Confocal microscopy is not just for pretty pictures. As the paper from the Ricci laboratory at Stanford University demonstrates (Castellano-Munõz et al., pp. 753–760), the combination of spinning disk confocal microscopy and calcium-sensitive dyes is fast enough and simultaneously has the spatial resolution to enable the localization of the ionic flux through single (or small clusters of) mechanically-sensitive ion channel. These rapidly-activated channels are localized to fine microvillus-like projections on hair cells called stereocilia and are activated by pulling on even finer protein linkages between pairs of stereocilia. As the study shows convincingly, the channels are located on the taller stereocilia. The paper also describes the specialized apparatus required to synchronize mechanical stimulation and confocal image acquisition.
While many of the advances described in these papers rely on fluorescent labels, the next paper (Vergen et al., pp. 761–770) employs the natural fluorescence of cells. What we normally call background, and we struggle to reject, consists of the emissions of metabolites and proteins that are the normal constituents of cells. One particular naturally-occurring fluorophore is the reducing agent nicotinamide adenine dinucleotide (NADH), which is an essential intermediate in oxidative metabolism and is found abundantly in mitochondria and elsewhere. When oxidized (to NAD+), NAD loses its intrinsic fluorescence. Thus the levels of NADH fluorescence are a sensitive indicator of cellular metabolic state. This study, from the Nichols laboratory at Creighton University, takes the study of NADH in metabolism one step further by analyzing fluorescence lifetime images of cells under a variety of conditions. As the study indicates, measurement of NADH fluorescence lifetime, here performed by time-correlated single photon counting, reveals much new information about the metabolic state.
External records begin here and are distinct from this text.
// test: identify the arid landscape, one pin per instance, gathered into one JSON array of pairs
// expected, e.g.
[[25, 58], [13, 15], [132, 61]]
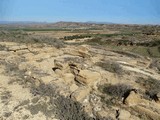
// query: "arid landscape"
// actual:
[[79, 71]]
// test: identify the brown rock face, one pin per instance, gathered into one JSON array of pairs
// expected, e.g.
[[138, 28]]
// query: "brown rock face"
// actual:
[[87, 77], [133, 99]]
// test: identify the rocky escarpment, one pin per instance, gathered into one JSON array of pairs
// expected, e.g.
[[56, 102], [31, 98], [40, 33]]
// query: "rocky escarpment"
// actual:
[[76, 83]]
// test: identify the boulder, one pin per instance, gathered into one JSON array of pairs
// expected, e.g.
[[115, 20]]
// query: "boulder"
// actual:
[[134, 99], [69, 78], [87, 77], [73, 87], [80, 94], [124, 115]]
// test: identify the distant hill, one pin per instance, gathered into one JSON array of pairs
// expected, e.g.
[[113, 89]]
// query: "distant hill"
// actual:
[[21, 22]]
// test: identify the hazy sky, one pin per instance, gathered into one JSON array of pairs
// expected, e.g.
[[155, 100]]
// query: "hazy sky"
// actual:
[[116, 11]]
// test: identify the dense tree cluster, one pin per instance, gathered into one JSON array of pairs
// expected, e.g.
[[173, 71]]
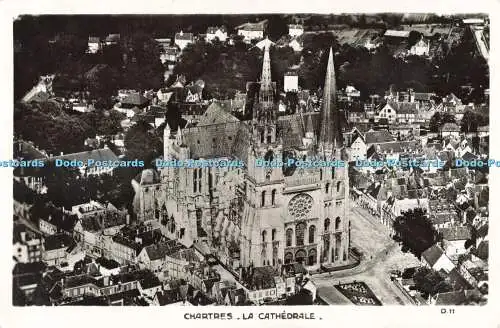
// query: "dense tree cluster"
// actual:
[[66, 188], [53, 129], [430, 282], [415, 231], [439, 119], [142, 143], [471, 121]]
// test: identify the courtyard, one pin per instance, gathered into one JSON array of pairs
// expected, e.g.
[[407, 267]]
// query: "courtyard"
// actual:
[[381, 255]]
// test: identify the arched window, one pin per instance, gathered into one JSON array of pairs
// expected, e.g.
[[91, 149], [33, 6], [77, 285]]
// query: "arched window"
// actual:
[[312, 257], [300, 230], [312, 232], [327, 224], [269, 156], [337, 223], [289, 236], [195, 180], [199, 179]]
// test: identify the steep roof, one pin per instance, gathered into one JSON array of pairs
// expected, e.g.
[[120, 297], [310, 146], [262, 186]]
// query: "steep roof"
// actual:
[[214, 29], [216, 114], [104, 154], [451, 298], [159, 251], [184, 36], [371, 137], [455, 233], [58, 241], [432, 254], [399, 34], [135, 99]]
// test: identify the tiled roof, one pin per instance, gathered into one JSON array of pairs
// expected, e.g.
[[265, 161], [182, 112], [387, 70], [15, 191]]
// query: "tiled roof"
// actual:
[[104, 220], [252, 27], [58, 241], [104, 154], [159, 251], [378, 136], [135, 99], [119, 239], [214, 29], [399, 34], [450, 127], [451, 298], [404, 107], [25, 268], [113, 38], [262, 278], [432, 254], [423, 96], [216, 114], [59, 218], [168, 296], [184, 36]]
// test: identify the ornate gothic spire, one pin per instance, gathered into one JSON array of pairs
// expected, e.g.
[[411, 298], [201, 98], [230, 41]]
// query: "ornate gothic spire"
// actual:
[[264, 108], [309, 125], [330, 134]]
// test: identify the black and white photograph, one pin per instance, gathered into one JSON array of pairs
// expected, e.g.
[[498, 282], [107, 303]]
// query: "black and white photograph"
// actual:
[[250, 159]]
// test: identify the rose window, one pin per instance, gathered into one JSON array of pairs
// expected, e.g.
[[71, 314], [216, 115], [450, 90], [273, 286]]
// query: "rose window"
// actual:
[[300, 206]]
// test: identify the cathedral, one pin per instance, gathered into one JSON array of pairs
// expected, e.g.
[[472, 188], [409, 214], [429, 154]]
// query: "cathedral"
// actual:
[[253, 215]]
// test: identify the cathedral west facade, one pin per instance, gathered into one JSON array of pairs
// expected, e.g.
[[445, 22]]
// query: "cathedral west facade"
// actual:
[[248, 214]]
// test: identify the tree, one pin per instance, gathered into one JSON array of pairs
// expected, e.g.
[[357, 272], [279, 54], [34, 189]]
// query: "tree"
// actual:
[[413, 38], [303, 297], [415, 230], [429, 282], [439, 119], [141, 144], [471, 121]]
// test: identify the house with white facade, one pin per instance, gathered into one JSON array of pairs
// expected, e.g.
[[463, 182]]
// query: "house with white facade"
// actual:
[[216, 32], [252, 31], [435, 258], [183, 39], [295, 30]]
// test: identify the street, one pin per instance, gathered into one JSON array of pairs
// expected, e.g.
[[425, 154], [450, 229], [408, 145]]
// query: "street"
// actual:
[[381, 255]]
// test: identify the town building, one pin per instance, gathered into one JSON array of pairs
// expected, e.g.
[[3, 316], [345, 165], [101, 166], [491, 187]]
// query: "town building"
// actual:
[[252, 31], [291, 82], [295, 30], [215, 32], [183, 39], [274, 216]]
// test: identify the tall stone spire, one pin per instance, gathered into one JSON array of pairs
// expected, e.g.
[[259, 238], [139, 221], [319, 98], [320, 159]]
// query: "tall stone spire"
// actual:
[[264, 110], [266, 94], [329, 137]]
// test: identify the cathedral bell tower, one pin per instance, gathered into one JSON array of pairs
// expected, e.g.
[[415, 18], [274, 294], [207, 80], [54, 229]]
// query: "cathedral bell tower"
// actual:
[[330, 139], [262, 229]]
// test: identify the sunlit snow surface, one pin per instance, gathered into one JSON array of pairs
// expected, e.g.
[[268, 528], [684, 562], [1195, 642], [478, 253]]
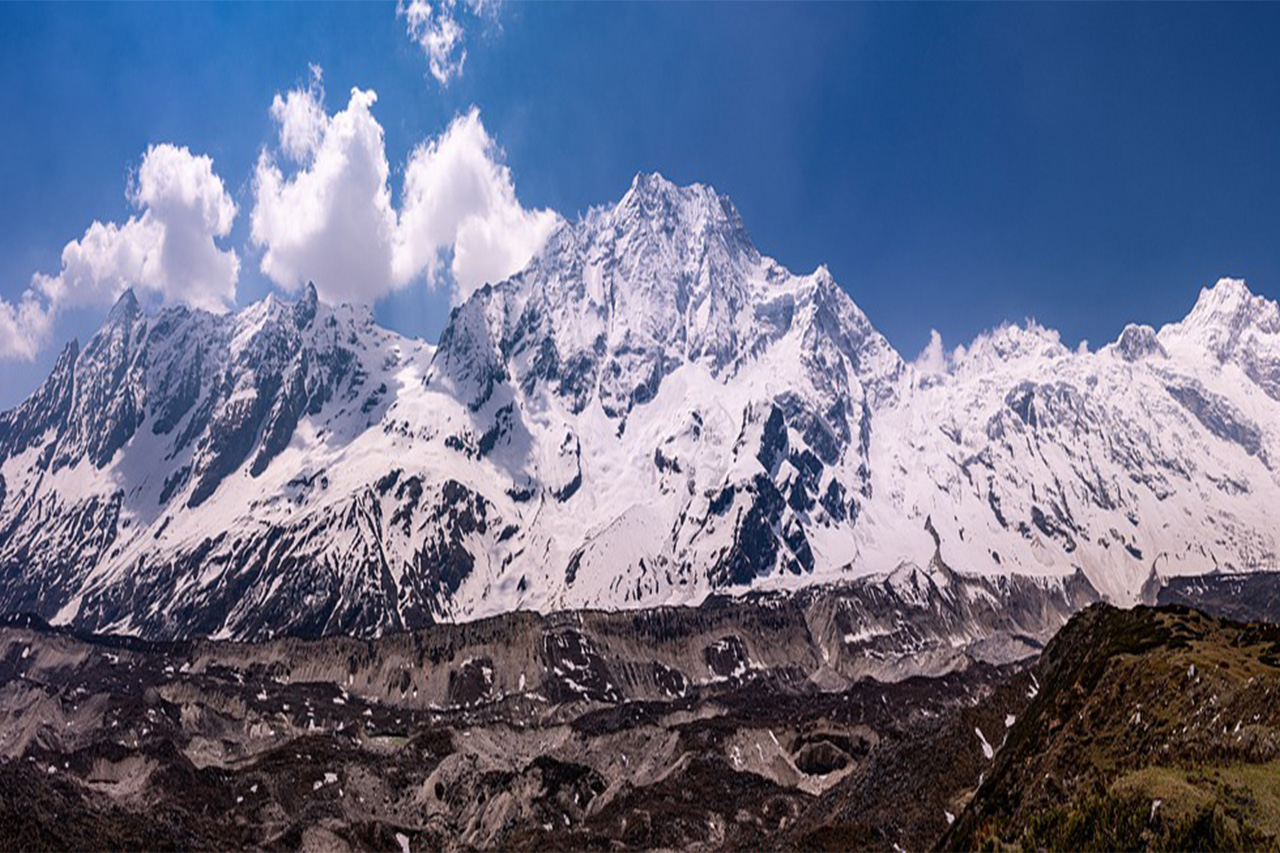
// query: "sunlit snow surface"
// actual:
[[649, 413]]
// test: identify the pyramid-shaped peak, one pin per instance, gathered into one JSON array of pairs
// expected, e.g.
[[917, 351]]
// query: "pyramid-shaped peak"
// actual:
[[653, 203], [1230, 302], [126, 306]]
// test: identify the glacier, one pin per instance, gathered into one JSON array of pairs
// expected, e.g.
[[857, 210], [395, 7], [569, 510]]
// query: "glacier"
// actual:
[[650, 413]]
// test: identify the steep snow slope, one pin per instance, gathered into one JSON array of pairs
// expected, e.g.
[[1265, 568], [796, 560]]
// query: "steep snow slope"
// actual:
[[648, 413]]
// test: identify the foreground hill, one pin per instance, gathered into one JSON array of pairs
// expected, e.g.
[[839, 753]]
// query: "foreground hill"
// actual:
[[1155, 729], [712, 728]]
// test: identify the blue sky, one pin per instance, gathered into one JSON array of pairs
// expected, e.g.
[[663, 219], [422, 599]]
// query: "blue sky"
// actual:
[[954, 165]]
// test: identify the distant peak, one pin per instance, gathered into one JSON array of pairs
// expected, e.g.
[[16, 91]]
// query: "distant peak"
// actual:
[[1138, 342], [656, 203], [1232, 306], [305, 310], [1225, 299]]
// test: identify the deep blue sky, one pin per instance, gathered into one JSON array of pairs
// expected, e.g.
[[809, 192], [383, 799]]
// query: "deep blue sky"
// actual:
[[955, 165]]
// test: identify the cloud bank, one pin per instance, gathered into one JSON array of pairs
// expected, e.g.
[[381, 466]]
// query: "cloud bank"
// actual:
[[332, 220], [167, 252]]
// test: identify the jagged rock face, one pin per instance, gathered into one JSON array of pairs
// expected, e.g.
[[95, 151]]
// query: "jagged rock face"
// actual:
[[649, 413]]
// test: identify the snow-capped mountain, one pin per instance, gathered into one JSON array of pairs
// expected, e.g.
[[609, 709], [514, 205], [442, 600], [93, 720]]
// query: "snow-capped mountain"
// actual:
[[649, 413]]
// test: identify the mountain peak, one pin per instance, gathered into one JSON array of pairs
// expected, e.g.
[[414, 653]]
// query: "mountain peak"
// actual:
[[1230, 304], [126, 308]]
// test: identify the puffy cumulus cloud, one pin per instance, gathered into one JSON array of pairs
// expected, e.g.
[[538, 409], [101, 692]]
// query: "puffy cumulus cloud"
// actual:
[[437, 28], [332, 220], [460, 199], [300, 113], [167, 252]]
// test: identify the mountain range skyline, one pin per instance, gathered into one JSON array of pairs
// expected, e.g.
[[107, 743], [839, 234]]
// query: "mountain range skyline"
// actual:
[[650, 413], [991, 196]]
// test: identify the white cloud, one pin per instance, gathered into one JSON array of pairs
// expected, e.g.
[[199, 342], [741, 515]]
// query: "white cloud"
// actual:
[[435, 27], [167, 252], [300, 114], [460, 196], [332, 222]]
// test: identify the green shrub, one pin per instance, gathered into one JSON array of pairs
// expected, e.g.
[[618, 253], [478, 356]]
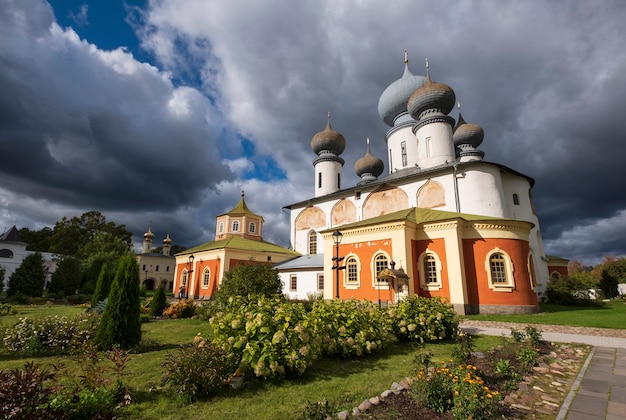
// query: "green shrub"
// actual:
[[184, 308], [569, 290], [196, 371], [158, 302], [50, 335], [120, 324], [349, 328], [423, 319], [269, 335]]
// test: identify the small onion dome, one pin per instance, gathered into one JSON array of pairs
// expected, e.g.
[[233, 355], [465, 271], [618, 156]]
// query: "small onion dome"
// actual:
[[467, 133], [369, 165], [431, 96], [148, 234], [393, 100], [328, 139]]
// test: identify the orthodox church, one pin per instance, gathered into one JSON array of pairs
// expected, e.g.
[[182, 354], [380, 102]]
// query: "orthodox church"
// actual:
[[156, 268], [238, 240], [441, 222]]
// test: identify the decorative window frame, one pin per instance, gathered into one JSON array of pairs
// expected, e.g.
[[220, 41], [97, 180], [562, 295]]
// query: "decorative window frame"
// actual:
[[508, 269], [352, 285], [206, 278], [312, 240], [379, 285], [184, 276], [320, 282], [424, 285], [531, 271], [293, 282]]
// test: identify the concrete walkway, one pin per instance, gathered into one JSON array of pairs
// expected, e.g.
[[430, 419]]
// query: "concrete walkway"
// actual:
[[599, 391]]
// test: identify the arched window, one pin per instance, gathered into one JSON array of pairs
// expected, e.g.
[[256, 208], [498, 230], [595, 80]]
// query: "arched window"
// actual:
[[429, 267], [381, 261], [312, 242], [6, 253], [183, 278], [500, 271], [352, 272]]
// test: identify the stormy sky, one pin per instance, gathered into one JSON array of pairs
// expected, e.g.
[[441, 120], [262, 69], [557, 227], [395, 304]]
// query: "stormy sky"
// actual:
[[161, 112]]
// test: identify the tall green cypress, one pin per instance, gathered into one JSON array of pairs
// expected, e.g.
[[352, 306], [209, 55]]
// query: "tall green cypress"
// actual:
[[120, 324], [103, 286]]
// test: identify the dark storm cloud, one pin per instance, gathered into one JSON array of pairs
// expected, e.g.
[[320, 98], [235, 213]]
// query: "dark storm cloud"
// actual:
[[544, 80], [86, 128]]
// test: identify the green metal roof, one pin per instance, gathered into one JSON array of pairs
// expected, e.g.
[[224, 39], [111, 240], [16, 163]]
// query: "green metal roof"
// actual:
[[239, 243], [416, 215], [241, 209]]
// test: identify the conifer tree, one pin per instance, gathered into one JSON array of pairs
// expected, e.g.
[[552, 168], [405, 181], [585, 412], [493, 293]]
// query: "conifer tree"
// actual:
[[103, 286], [120, 324], [158, 302], [29, 278]]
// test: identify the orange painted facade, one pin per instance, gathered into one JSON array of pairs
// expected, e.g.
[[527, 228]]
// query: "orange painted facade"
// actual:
[[365, 252], [475, 254], [437, 246]]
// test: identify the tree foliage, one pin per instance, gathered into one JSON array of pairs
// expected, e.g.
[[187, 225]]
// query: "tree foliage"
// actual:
[[120, 324], [29, 278], [79, 235], [103, 286], [158, 302], [67, 278], [250, 279]]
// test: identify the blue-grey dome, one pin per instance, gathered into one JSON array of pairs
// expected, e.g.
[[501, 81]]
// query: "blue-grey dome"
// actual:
[[431, 96], [394, 99], [467, 133]]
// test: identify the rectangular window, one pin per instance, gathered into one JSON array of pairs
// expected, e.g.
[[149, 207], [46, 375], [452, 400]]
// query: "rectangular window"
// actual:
[[320, 282], [403, 146]]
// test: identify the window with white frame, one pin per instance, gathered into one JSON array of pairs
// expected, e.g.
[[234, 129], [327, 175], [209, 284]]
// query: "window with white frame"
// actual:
[[312, 242], [352, 272], [381, 261], [206, 278], [320, 282], [429, 267], [500, 271]]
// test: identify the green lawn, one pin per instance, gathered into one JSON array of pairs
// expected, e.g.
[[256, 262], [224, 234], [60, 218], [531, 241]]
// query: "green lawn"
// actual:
[[610, 315], [344, 383]]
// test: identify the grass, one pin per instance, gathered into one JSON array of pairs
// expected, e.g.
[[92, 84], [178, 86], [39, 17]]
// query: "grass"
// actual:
[[344, 383], [609, 315]]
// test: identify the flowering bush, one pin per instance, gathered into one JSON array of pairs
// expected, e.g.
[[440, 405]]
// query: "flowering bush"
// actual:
[[198, 370], [184, 308], [458, 389], [423, 319], [52, 334], [349, 328], [268, 335]]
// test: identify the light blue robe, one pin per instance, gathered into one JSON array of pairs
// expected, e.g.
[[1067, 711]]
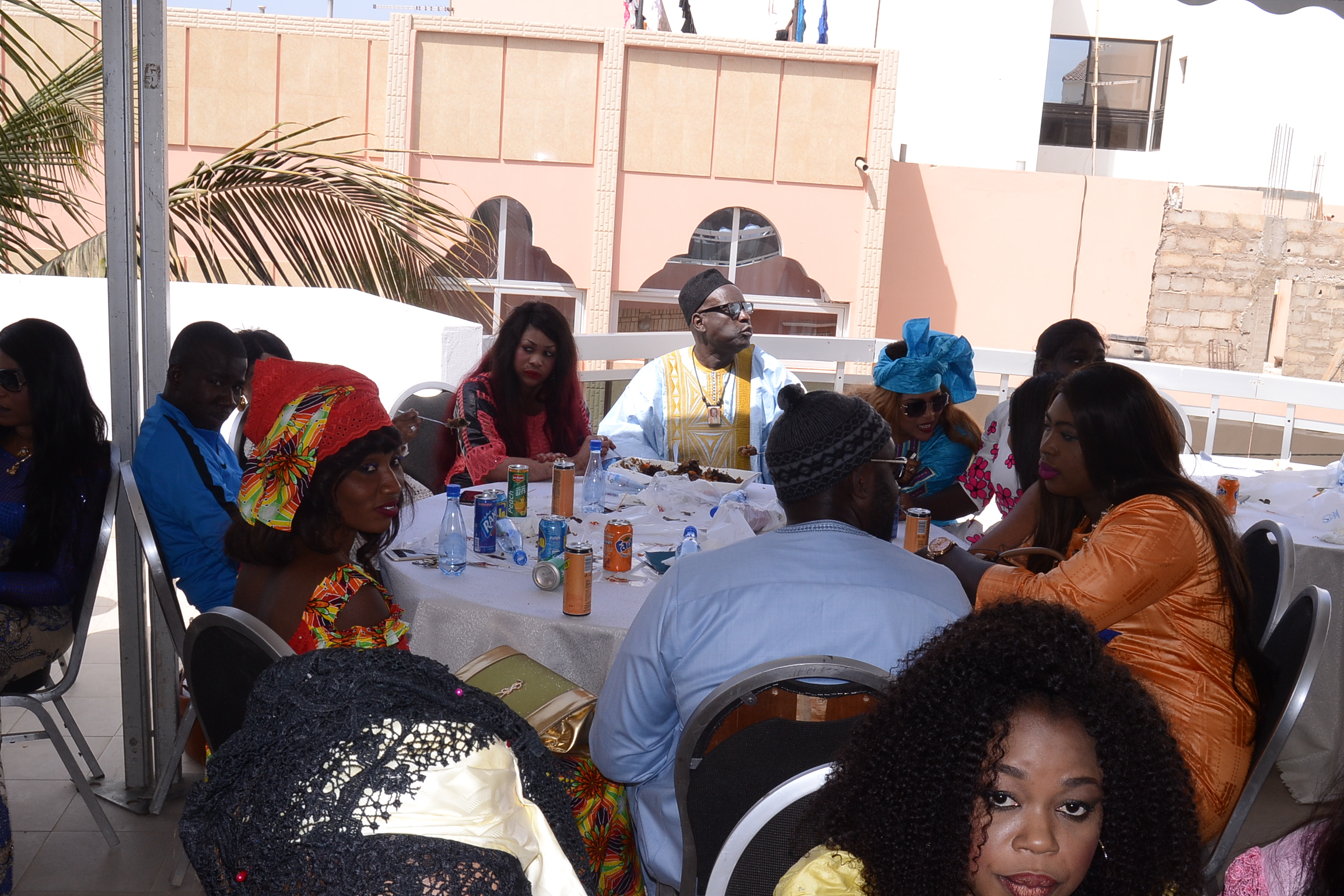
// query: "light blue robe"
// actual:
[[638, 422], [814, 589]]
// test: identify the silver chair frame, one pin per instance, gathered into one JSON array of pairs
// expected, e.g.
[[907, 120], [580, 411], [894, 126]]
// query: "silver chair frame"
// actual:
[[1264, 764], [54, 692], [1287, 570], [758, 817], [166, 596], [727, 694]]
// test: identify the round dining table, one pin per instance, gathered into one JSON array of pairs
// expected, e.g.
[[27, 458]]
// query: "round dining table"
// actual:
[[494, 602]]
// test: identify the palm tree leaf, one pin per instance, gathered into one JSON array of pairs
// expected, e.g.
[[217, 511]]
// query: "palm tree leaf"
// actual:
[[281, 211]]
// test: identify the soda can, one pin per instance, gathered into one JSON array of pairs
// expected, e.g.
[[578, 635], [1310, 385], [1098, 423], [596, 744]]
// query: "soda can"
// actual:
[[617, 546], [578, 579], [562, 488], [917, 528], [487, 515], [550, 536], [549, 575], [1229, 489], [516, 489]]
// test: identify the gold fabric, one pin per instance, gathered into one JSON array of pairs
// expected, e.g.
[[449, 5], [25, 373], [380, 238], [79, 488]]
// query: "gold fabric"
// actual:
[[823, 872], [1148, 571], [690, 388]]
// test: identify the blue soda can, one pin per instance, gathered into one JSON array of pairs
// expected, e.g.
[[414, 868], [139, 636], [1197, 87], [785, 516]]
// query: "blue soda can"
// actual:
[[550, 536], [488, 506]]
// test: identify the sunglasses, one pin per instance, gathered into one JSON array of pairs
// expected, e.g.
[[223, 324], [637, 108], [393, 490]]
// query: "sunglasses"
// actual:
[[921, 405], [732, 309], [11, 380]]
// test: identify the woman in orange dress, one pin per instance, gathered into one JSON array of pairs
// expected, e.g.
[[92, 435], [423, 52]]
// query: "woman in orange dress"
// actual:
[[1152, 562]]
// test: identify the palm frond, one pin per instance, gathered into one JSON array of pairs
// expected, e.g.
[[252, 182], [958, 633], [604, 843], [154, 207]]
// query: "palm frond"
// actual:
[[281, 211], [47, 144]]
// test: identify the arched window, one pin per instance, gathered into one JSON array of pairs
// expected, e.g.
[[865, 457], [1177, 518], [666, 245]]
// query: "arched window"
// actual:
[[509, 269], [749, 249]]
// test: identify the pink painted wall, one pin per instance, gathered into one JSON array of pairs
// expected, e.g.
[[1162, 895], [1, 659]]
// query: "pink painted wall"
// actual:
[[559, 198], [582, 14], [819, 226], [993, 254]]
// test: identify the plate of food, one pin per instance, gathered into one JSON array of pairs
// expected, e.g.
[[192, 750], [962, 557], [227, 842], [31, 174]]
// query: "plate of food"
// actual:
[[643, 471]]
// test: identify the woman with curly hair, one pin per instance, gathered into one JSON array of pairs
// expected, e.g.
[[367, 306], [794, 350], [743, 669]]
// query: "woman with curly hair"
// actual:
[[326, 472], [1152, 561], [1010, 758]]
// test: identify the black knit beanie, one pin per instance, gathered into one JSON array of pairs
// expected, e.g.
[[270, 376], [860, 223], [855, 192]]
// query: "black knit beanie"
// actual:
[[698, 289], [820, 438]]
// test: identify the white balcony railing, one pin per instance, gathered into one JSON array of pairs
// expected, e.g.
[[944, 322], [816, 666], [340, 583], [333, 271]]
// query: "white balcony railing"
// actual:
[[821, 359]]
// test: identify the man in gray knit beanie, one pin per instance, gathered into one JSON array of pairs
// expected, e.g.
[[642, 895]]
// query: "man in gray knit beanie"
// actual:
[[831, 457]]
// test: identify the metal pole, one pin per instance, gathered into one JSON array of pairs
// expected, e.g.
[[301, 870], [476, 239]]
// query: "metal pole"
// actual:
[[124, 348], [153, 272]]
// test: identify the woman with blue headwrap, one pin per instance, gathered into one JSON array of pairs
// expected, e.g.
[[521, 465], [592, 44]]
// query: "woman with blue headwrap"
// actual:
[[918, 383]]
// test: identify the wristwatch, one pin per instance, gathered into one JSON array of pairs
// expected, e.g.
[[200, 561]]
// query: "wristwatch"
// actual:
[[940, 546]]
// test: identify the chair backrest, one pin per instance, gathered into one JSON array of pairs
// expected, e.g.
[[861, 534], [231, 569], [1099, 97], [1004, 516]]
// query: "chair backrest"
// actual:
[[764, 844], [159, 582], [82, 608], [421, 461], [225, 653], [1272, 566], [756, 731], [1293, 652]]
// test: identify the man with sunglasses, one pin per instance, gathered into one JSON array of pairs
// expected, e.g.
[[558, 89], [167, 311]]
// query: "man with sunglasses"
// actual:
[[713, 402], [830, 582], [187, 475]]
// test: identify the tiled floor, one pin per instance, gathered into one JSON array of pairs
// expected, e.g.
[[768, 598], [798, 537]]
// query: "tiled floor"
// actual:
[[58, 848]]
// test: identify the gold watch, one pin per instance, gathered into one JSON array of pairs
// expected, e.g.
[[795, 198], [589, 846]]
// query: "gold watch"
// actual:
[[940, 546]]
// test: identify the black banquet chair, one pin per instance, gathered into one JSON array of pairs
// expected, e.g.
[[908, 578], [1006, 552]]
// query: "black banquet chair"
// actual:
[[1293, 650], [752, 734], [226, 652]]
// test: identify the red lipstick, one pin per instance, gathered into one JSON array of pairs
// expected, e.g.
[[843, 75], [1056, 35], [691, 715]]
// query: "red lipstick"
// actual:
[[1028, 884]]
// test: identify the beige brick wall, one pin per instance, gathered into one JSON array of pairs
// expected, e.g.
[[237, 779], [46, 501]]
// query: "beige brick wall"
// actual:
[[1214, 278]]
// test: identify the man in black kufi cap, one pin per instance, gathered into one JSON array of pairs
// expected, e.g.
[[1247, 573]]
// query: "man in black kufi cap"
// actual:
[[713, 402], [827, 583]]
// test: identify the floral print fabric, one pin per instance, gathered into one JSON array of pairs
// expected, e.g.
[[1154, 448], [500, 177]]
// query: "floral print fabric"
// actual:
[[317, 626]]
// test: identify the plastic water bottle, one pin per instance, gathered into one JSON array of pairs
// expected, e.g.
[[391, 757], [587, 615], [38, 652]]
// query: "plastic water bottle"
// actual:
[[452, 535], [510, 540], [690, 543], [594, 485], [738, 496]]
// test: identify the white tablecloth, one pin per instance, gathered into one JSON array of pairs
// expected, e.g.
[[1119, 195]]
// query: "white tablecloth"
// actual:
[[457, 618], [1314, 750]]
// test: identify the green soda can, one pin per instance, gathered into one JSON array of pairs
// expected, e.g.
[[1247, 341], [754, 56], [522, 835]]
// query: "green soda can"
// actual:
[[516, 502]]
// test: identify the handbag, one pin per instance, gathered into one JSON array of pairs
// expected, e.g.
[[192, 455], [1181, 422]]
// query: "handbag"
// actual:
[[554, 706]]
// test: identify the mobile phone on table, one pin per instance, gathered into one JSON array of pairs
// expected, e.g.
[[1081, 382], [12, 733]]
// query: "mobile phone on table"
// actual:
[[402, 554]]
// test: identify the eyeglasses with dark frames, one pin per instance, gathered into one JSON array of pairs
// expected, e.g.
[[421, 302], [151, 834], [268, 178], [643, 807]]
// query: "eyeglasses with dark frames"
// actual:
[[11, 380], [732, 309], [920, 406]]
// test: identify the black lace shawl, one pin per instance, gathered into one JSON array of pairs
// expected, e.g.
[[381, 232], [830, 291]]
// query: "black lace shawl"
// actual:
[[286, 797]]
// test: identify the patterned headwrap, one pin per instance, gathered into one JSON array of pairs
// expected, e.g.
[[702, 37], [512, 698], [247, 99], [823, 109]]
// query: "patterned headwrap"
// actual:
[[300, 414], [933, 360]]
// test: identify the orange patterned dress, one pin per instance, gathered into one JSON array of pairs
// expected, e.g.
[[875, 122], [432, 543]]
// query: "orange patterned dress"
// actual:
[[1148, 574], [317, 626]]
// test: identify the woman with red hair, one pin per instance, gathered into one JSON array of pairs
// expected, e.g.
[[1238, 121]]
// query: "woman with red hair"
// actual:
[[522, 404]]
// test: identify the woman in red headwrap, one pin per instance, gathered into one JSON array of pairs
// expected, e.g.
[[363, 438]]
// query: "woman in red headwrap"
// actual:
[[326, 469]]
Ensemble methods of molecular behavior have well-understood disadvantages. Detailed studies of the kinetics of mechanisms such as folding and binding must be inferred from ensemble average behavior of many molecules. Improved detection methods, particularly electron-multiplying charge-coupled device cameras, have in recent years enabled the imaging and tracking of single fluorophores. Methods such as these have been exploited in a variety of ways. In the final paper, Hallworth and Nichols (pp. 771–780) discuss the application of single molecule imaging to a particular problem—the stoichiometry of membrane proteins. Traditional studies of membrane protein stoichiometry have relied on methods such as gels that remove the protein from its native environment. In the new approaches, single molecules of the proteins, with each subunit coupled to a fluorescent protein, are isolated in cell membranes or isolated membrane fragments. The molecules are exposed to continuous excitation sufficient to bleach the fluorescent proteins. By counting the number of step decrements of fluorescence observed until background levels are reached, the number of subunits in the molecule can be inferred. Several applications of this approach are discussed, and the technical advantages and limitations of each are highlighted.
The symposium speakers and audience agreed that the symposium was a stimulating and educational experience for all concerned. We hope you find the accompanying papers equally valuable.